Kate Pace

Personal information
- Full name: Kate Pace Lindsay
- Born: Kate Pace February 13, 1969 (age 57) North Bay, Ontario, Canada

Skiing career
- Sport: Alpine skiing ♂
- Retired: 1998
- Disciplines: Downhill, Super G
- World Cup debut: December 16, 1990

Olympics
- Teams: 2

World Championships
- Teams: 3
- Medals: 1 (1 gold)

World Cup
- Wins: 2
- Podiums: 5

Medal record
World Ski Championships
| Gold medal – first place | 1993 Japan | Downhill |

= Kate Pace =

Canadian alpine skier (born 1969)

Kate Pace (born February 13, 1969), also known as Kate Pace Lindsay, is a Canadian retired alpine skier.

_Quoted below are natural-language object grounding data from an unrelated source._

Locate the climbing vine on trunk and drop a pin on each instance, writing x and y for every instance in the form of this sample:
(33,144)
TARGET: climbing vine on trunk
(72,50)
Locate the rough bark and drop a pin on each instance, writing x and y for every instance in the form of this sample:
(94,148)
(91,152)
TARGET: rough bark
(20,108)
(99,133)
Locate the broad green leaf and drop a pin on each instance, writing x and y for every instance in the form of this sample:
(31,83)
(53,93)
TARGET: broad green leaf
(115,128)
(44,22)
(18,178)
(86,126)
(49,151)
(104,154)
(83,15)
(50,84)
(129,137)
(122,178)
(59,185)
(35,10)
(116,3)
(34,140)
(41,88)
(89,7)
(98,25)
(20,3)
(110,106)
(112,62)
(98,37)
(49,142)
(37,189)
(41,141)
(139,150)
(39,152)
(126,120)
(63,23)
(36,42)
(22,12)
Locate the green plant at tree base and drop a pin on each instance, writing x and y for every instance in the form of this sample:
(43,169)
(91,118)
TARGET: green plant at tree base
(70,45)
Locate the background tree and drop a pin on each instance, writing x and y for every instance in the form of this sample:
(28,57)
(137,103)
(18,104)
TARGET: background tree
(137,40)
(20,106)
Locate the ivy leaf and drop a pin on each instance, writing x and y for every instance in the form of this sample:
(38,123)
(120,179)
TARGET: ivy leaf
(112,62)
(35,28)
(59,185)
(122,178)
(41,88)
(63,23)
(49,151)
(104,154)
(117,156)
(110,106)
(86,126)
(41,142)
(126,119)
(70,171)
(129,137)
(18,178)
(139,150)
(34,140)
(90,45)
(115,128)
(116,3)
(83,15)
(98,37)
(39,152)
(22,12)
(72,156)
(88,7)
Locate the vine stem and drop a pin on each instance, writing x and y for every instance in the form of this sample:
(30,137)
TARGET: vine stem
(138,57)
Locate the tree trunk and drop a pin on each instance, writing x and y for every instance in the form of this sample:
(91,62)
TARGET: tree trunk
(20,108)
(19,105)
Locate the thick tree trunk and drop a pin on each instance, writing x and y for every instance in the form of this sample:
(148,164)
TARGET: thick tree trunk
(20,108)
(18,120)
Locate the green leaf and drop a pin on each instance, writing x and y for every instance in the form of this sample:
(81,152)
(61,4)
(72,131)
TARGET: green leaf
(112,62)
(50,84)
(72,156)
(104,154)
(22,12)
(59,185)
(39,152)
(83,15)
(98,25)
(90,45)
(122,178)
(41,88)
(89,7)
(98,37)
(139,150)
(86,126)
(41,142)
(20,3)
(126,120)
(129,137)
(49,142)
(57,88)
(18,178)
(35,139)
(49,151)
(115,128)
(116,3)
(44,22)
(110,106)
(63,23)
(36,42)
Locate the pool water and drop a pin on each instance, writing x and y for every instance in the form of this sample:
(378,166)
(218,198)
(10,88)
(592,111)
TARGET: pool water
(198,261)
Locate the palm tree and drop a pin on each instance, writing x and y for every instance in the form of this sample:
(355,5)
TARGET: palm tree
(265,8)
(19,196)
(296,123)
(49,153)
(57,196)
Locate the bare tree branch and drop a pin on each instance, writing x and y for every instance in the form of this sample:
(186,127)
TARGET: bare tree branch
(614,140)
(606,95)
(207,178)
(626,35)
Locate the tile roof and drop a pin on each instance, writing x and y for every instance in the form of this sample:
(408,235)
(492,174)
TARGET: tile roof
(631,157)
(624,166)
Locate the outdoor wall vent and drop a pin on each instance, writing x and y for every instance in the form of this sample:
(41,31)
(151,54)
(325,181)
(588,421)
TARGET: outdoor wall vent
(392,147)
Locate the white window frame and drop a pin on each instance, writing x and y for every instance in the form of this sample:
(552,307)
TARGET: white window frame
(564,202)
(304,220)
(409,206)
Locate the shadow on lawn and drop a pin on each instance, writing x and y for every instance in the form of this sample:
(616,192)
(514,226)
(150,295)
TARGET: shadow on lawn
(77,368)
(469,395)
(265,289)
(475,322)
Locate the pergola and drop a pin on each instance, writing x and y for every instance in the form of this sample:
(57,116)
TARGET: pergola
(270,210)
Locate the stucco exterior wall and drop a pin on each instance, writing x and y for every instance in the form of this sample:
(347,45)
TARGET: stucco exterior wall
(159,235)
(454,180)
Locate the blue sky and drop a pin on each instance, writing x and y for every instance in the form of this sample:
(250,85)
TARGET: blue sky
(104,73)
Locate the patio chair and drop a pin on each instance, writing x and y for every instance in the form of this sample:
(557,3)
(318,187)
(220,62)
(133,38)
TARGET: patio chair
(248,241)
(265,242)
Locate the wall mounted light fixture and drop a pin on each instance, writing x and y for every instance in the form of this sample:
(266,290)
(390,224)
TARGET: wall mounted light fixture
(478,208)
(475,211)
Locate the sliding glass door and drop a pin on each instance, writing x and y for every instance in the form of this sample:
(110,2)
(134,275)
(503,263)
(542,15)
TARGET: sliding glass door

Born in North Bay, Ontario, she won six World Cup medals and three Canadian downhill championships. She finished 1st place in the downhill event at the 1993 FIS Alpine World Ski Championships. She finished 14th at the 1994 Alpine Skiing World Cup.

She was a member of the national team at the 1994 Winter Olympics and the 1998 Winter Olympics.

She retired in 1998. She is married to Mark Lindsay, a chiropractor.

In 1993, she was awarded the Velma Springstead Trophy and the Bobbie Rosenfeld Award.

A 12 km pathway, the Kate Pace Way, located in North Bay, Ontario is named in her honour. It is a multi-use trail for walking, jogging, cycling, and inline skating.